I just tweak the following stuff on my NSLU2:

 - Use of writeback journal (available in ext3fs) and noatime mount option
 - In smb.conf, use of : socket options = TCP_NODELAY SO_KEEPALIVE IPTOS_LOWDELAY SO_RCVBUF=16384 SO_SNDBUF=16384

Then i got the following results, with the Slug 100% dedicated to the test (ie no other consuming processes running):

 - From a Linux server, with a 100 MB file, flushing all cache between tests:
            - WRITE : 5.2 MBS
            - READ  : 4.3 MBS
 - From a Vista laptop, with a 100 MB file, flushing all cache between tests:
            - WRITE : 5.0 MBS 
            - READ  : 4.7 MBS 

Note that for the laptop, the result are horrible when using a wireless connection (ie near 2.0 MBS), but it might be due to the bad routing peformance of my xDSL/WLAN gateway.

NFS

I don't use NFS, but posts from others seem to indicate about the same, or slightly higher, speeds as with Samba, but with more CPU load.

For speed measurement for one of the NFS packages, see Unslung.Nfs-utils.

The rsize and wsize options for NFS have a huge impact, try setting them to 32768 or 65536. I'm getting 4.75/3.5 MB/s (read/write), see my profile - Profiles.Zhyla

FTP

Measured with vsftpd.

  • Maximum read speed: ~5.8 MB/s (CPU load ~65%)
  • Maximum write speed: ~4.7 MB/s (CPU load ~70%)

Disk speed

Write speed measured using time dd bs=1M count=100 if=/dev/zero of=hugefile.dat on /share/hdd/data/public and readspeed with time dd bs=1M count=100 of=/dev/null if=hugefile.dat (remember to empty any cache between write and read test). Also note that time is a part of the package Busybox 1.0. You may use your stopwatch if you are reluctant to install it.

  • Maximum read speed: ~8.7 MB/s (CPU load ~60%)
  • Maximum write speed: ~7.3 MB/s (CPU load ~75%)

Network speed

Measured using netio (slug binary version downloadable from http://folk.uio.no/ingeba/netio.arm and x86 linux version http://folk.uio.no/ingeba/netio.x86 . Source can be fetched from http://www.netfuse.de/techarea/netio/netio114.zip ).
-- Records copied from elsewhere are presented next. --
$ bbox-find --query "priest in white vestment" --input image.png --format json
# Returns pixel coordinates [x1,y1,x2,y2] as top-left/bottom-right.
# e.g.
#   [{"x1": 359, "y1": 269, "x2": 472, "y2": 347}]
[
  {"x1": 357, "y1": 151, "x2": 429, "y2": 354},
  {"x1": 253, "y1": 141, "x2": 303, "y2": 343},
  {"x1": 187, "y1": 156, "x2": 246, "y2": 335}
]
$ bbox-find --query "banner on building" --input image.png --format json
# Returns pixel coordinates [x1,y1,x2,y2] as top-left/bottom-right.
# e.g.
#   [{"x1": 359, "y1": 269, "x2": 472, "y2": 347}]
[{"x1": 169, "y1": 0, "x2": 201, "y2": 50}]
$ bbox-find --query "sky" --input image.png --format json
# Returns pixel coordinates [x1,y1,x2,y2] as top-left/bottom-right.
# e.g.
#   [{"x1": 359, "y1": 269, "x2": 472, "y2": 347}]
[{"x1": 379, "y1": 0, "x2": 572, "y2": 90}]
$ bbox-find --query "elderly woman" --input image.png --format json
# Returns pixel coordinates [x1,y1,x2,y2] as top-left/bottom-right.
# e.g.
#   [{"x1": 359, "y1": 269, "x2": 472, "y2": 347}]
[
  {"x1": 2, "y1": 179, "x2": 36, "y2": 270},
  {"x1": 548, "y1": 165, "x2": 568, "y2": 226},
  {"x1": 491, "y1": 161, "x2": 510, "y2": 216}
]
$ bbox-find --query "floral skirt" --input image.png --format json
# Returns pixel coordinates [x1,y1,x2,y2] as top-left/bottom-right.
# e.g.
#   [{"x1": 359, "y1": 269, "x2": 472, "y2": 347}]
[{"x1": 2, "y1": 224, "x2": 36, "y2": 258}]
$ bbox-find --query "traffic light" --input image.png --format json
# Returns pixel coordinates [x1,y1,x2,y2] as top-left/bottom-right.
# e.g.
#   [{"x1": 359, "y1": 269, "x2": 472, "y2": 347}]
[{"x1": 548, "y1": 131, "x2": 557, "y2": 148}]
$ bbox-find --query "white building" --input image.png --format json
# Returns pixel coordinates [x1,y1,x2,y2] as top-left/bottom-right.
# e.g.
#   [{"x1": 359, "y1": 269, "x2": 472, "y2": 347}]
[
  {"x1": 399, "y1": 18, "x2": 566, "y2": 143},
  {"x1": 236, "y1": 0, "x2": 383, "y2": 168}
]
  • Maximum read speed: ~11.5 MB/s (CPU load ~80%)
  • Maximum write speed: ~11 MB/s (CPU load ~85%)

Troubleshooting

There are a number of possible causes for bad performance. Here are some things to look at:

  • Run disk benchmarks directly on the slug (dd is a good thing)
  • Check the switch/hub LEDs that your slug is detected as a 100Mb/s device.
  • Run ifconfig and look for collisions, dropped packets, overruns and things like that
  • Run netio to see if there is anything in the network path that obstructs. A common problem is bad cables.
  • Check out the duplex issue if possible (see below)
 > I got into this discussion over on DSL Reports. The leading theory
 > is a problem in the switch/hub detecting full or half duplex. One of
 > the posters had a nice switch and was able to catch the errors from
 > the NSLU. I had the problem with my CNet switch, it liked my Linksys
 > switch and it likes my Nortel switch. I was going to play with my
 > Nortel switch to verify his info, but I have not had the time. I
 > would blame your switch for now.

 I guess that IS possible (I thought about it), but the netgear hub I have
 here does have a 10mb led, and a 100mb led, and when the device is plugged
 in, the 100mb led is lit (this is the Netgear 16-port hub).
 [DAVID- 100/half duplex is still a problem.  LED doesn't indicate half/full.]

 I also have that 16 port hub connected to a netgear FM114P router, and when
 I connect it to that...it works at full-speed again! Dang, definitely
 something with the drivers/chipset negotiating line speed.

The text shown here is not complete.